A few miles to the north, Liv Cigemeier was also preparing to enter a heretofore closed society:  the landowner class.  Her husband beamed at the look on her face when she fell in love at first sight of the tree-shaded Tudor-style house.  "Are you sure we can afford this?" she asked, before even daring to follow realtor Button Samuelson's quick march to the front door.

"Honey," said her husband, "the signing bonus when you joined International Development Nerds would probably have been enough with my raise this year, but now with this talk show deal?!"  (He was referring to the production deal she had just signed to do ten "Girl Hurl" segments for Oprah.)  "We can definitely afford this," he cooed into her ear.

"But what if we want to adopt?" she asked, suddenly broaching the topic they had strenuously avoided since their discovery they would never be able to have a baby of their own.

"Then we'll need more bedrooms and a backyard," he answered, confident that he would have another hefty Prince and Prowling raise long before any slow-moving adoption process came to fruition.  "So Happy Mother's Day!"

Next door, nanny Mia was taking Buffy Cordelia Wu out to see Lynnette Wong for a motherless, Mother's Day, "Girl Hurl" sort of celebration at Wong's Chinatown herb shop.  "Oh, look, Delia!  A young couple is checking out the house next door!  Maybe they will have a little girl you can play with!"

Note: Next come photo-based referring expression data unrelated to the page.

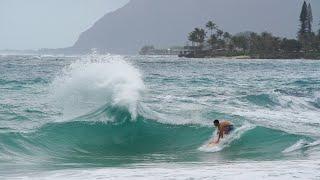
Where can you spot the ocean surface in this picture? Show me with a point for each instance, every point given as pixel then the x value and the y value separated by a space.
pixel 150 117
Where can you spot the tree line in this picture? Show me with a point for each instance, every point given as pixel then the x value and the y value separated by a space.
pixel 213 41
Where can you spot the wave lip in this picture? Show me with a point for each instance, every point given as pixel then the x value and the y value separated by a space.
pixel 94 81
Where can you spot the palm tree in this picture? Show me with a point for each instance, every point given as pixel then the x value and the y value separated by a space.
pixel 201 35
pixel 211 26
pixel 192 37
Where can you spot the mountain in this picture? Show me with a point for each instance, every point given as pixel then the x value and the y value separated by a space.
pixel 165 23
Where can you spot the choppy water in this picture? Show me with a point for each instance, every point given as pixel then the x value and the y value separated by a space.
pixel 103 116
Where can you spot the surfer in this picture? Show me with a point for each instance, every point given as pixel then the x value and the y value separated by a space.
pixel 225 127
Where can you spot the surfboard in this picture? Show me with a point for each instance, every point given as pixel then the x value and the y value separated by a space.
pixel 212 144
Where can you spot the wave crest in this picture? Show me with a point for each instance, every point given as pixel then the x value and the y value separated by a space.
pixel 94 81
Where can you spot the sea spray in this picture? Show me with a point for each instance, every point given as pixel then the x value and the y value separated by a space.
pixel 94 81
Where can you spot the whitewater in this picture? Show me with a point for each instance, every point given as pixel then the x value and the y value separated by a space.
pixel 150 117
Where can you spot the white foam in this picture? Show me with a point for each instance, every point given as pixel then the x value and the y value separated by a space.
pixel 302 169
pixel 301 144
pixel 96 80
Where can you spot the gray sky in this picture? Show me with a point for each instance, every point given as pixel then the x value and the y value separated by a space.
pixel 32 24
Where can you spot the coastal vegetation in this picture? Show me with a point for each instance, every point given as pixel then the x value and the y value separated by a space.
pixel 212 41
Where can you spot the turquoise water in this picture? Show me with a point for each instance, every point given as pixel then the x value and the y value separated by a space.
pixel 85 116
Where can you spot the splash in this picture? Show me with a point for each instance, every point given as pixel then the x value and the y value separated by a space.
pixel 94 81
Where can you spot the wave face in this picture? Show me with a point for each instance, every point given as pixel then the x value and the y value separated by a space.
pixel 104 110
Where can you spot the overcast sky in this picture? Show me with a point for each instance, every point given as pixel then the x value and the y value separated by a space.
pixel 32 24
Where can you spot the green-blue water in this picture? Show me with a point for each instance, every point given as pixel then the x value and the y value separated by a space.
pixel 61 114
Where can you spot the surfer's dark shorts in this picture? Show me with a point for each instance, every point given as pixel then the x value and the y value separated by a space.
pixel 229 128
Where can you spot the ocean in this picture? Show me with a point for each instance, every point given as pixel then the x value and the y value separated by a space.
pixel 150 117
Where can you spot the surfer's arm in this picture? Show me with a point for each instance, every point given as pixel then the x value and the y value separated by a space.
pixel 220 136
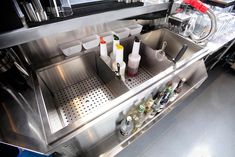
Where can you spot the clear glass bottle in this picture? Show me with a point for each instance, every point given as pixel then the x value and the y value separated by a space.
pixel 178 89
pixel 166 95
pixel 139 116
pixel 127 126
pixel 148 107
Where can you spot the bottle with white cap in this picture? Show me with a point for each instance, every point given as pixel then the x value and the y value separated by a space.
pixel 103 52
pixel 119 65
pixel 115 42
pixel 134 59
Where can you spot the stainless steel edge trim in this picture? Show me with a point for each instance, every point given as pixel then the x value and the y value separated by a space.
pixel 24 35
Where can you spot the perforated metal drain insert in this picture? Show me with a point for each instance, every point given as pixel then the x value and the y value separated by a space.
pixel 141 77
pixel 81 99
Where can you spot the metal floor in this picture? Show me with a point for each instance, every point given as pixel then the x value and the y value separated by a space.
pixel 202 126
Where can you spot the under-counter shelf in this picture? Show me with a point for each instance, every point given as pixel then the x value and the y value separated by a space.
pixel 115 143
pixel 24 35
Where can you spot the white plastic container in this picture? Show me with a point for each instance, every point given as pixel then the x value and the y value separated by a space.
pixel 90 42
pixel 134 59
pixel 71 48
pixel 113 54
pixel 103 52
pixel 108 36
pixel 119 60
pixel 122 32
pixel 135 29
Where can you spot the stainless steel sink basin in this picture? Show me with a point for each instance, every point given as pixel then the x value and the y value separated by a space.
pixel 78 90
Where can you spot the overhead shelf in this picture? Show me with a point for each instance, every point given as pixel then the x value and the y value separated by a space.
pixel 24 35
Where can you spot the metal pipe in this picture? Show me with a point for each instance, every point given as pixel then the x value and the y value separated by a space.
pixel 212 31
pixel 198 5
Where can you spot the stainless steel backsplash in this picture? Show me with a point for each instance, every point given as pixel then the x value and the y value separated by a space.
pixel 40 51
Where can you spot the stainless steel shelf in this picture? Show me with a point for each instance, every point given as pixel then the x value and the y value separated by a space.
pixel 24 35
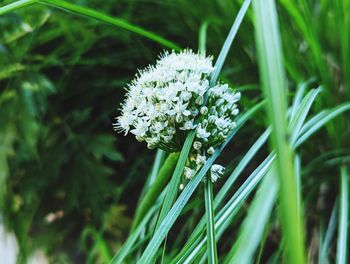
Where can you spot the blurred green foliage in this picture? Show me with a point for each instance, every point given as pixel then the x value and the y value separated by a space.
pixel 70 185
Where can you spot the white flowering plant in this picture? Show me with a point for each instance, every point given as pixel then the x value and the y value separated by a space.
pixel 166 101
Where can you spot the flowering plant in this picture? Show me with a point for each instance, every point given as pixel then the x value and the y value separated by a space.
pixel 164 102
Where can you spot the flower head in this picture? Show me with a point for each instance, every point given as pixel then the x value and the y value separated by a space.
pixel 165 101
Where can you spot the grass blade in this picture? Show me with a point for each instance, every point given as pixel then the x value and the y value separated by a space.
pixel 180 203
pixel 123 252
pixel 93 14
pixel 202 39
pixel 301 114
pixel 256 220
pixel 174 183
pixel 342 248
pixel 155 189
pixel 326 244
pixel 16 5
pixel 228 42
pixel 90 13
pixel 273 81
pixel 319 120
pixel 209 210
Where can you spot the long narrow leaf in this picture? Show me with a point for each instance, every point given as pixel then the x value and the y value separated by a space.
pixel 274 86
pixel 256 220
pixel 209 210
pixel 180 203
pixel 16 5
pixel 342 249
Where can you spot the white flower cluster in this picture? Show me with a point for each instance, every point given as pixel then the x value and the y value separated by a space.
pixel 164 102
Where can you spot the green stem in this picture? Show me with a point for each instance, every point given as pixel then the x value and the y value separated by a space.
pixel 209 211
pixel 156 188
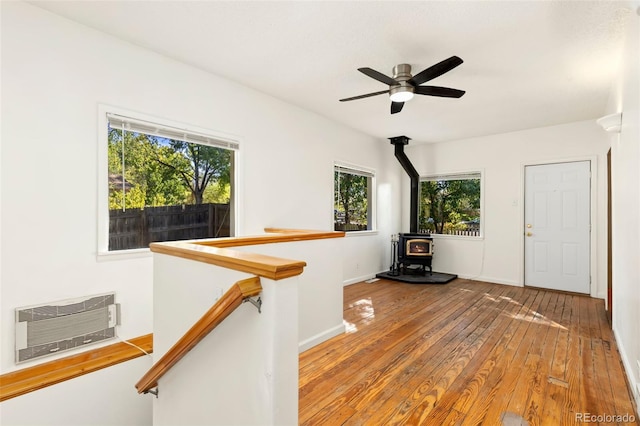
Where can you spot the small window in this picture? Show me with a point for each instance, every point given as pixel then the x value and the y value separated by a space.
pixel 165 184
pixel 450 204
pixel 353 199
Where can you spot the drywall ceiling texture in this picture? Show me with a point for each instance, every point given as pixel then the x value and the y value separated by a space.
pixel 527 64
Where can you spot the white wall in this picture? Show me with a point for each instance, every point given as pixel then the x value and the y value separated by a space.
pixel 625 159
pixel 319 287
pixel 498 257
pixel 54 75
pixel 245 372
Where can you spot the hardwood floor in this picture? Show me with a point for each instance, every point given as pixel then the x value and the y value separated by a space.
pixel 465 353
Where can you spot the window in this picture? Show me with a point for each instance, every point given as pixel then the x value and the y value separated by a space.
pixel 450 204
pixel 353 199
pixel 165 183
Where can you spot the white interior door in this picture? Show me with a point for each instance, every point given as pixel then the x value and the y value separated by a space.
pixel 558 226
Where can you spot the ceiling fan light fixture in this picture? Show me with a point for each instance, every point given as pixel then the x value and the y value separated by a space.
pixel 401 94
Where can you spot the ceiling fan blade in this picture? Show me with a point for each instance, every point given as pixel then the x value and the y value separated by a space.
pixel 435 70
pixel 396 107
pixel 353 98
pixel 444 92
pixel 378 76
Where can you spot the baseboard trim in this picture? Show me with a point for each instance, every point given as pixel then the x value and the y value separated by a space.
pixel 357 279
pixel 50 373
pixel 320 337
pixel 628 369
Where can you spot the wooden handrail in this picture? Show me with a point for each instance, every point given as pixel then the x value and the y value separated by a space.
pixel 219 311
pixel 40 376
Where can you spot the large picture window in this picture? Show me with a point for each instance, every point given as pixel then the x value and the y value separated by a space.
pixel 166 183
pixel 451 204
pixel 353 199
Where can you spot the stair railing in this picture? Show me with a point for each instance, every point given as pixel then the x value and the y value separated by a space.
pixel 239 292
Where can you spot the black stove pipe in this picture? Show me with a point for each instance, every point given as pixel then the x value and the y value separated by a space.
pixel 399 142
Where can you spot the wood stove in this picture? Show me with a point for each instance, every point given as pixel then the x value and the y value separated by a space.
pixel 415 249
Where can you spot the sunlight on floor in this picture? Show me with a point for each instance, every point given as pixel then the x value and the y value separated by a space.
pixel 364 310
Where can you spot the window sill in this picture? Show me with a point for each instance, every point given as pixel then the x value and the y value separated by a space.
pixel 107 256
pixel 360 233
pixel 457 237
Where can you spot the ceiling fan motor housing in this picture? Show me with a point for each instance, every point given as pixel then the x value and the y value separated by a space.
pixel 402 74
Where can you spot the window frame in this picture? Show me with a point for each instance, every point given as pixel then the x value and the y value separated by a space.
pixel 469 174
pixel 372 223
pixel 102 249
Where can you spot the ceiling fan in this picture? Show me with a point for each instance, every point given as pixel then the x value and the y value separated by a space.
pixel 403 85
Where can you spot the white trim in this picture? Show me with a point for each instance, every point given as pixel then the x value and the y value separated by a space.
pixel 102 221
pixel 321 337
pixel 466 174
pixel 628 368
pixel 371 174
pixel 359 279
pixel 593 215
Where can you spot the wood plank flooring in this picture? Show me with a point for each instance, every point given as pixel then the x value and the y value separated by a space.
pixel 465 353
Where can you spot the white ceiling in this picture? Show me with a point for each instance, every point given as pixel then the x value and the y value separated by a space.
pixel 526 63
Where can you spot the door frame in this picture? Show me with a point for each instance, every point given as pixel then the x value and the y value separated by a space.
pixel 593 267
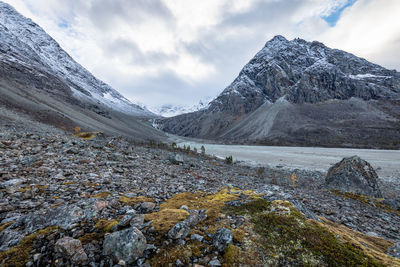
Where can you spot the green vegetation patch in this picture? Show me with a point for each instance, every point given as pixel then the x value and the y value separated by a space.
pixel 19 255
pixel 289 239
pixel 373 202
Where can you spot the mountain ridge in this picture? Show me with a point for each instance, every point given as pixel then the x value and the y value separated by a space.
pixel 40 82
pixel 31 44
pixel 305 75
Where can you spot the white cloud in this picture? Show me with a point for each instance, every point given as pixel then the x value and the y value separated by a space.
pixel 370 29
pixel 180 51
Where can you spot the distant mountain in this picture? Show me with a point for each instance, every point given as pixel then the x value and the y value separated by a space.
pixel 174 110
pixel 302 93
pixel 40 78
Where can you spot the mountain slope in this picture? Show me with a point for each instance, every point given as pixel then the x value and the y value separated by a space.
pixel 302 93
pixel 39 79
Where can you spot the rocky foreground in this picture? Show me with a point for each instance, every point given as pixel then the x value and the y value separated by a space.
pixel 70 201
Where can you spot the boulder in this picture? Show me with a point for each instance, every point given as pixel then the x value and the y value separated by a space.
pixel 126 245
pixel 222 238
pixel 394 251
pixel 71 249
pixel 353 175
pixel 179 231
pixel 176 159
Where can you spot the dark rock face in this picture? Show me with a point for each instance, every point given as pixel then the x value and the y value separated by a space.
pixel 394 251
pixel 126 245
pixel 179 231
pixel 289 82
pixel 222 238
pixel 72 249
pixel 353 175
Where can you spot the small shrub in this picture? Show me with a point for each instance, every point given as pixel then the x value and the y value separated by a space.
pixel 203 150
pixel 229 160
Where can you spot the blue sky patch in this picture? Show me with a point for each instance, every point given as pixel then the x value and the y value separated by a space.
pixel 63 24
pixel 335 15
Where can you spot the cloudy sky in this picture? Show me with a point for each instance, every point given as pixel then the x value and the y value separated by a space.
pixel 181 51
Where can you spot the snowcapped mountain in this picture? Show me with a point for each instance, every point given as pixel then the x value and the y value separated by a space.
pixel 40 82
pixel 24 42
pixel 169 110
pixel 302 93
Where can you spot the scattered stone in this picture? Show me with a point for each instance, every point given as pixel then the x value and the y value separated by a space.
pixel 394 251
pixel 222 238
pixel 197 237
pixel 353 175
pixel 71 249
pixel 125 221
pixel 127 245
pixel 176 159
pixel 100 205
pixel 179 231
pixel 214 263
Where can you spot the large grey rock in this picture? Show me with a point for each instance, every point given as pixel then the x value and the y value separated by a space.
pixel 353 175
pixel 222 238
pixel 71 249
pixel 394 251
pixel 176 159
pixel 126 245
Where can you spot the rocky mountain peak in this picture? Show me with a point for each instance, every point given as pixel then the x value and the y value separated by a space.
pixel 302 71
pixel 24 42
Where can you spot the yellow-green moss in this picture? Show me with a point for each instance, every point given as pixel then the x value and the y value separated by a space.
pixel 288 238
pixel 24 189
pixel 105 225
pixel 87 135
pixel 68 183
pixel 132 201
pixel 165 219
pixel 18 256
pixel 169 255
pixel 102 195
pixel 374 202
pixel 3 226
pixel 89 237
pixel 231 253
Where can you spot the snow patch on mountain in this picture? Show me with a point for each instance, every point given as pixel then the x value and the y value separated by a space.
pixel 169 110
pixel 23 41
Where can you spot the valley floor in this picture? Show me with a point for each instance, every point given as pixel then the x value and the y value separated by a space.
pixel 54 185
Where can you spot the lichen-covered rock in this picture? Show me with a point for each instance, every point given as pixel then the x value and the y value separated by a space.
pixel 222 238
pixel 126 245
pixel 353 175
pixel 394 251
pixel 176 159
pixel 71 249
pixel 179 231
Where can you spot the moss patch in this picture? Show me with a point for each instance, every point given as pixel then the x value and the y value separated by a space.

Back on the Potomac, the Hunter-Gatherer Society had yet to spear a fish when their leader, Glenn Michael Beckmann, had a sudden fit, dropped his oar in the water, stood up in the canoe, and started calling out, "Mommy! Mommy!"  His lieutenant deftly grabbed Beckmann by the ankles and pulled him down hard, before he could capsize the canoe.  "The lady in the lake!" Beckmann exclaimed, turning to his lieutenant.  "I had a vision of the lady in the lake!  And it was my mom!"  His lieutenant--who did not remember the King Arthur story very well--looked around nervously, expecting a corpse to float up to the surface.  "My sword!  It's there!  She's handing it to me because it's my destiny!"  Beckmann pointed to Roosevelt Island, and his lieutenant began paddling in that direction.  "I will pull it out of the stone--I am the only one who can!"  His lieutenant nodded and continued paddling until reaching the landing point Beckmann signaled.  "This is it!"  Other canoes from the flotilla started making their way to Roosevelt Island, bored with the spear-fishing and hoping this meant they were moving on to land game.  "There!"  Beckmann jumped out of the canoe while it was still being beached, fell down, got up again, and ran into the brush.  "There!"  He ran to where the axe he once owned was gleaming in mid-day sunshine, its burial spot recently washed away by heavy rains.  "You are mine, Ex Calibur!"  With that, he pulled the axe out of the mud and held it up triumphantly to his followers (though most were still too far away to see it).  "The sword of destiny!"  ("That's an axe."  "Shut up!")

A concerned raven flew off to warn Golden Fawn, while Ardua of the Potomac laughed in delight beneath the canoe flotilla.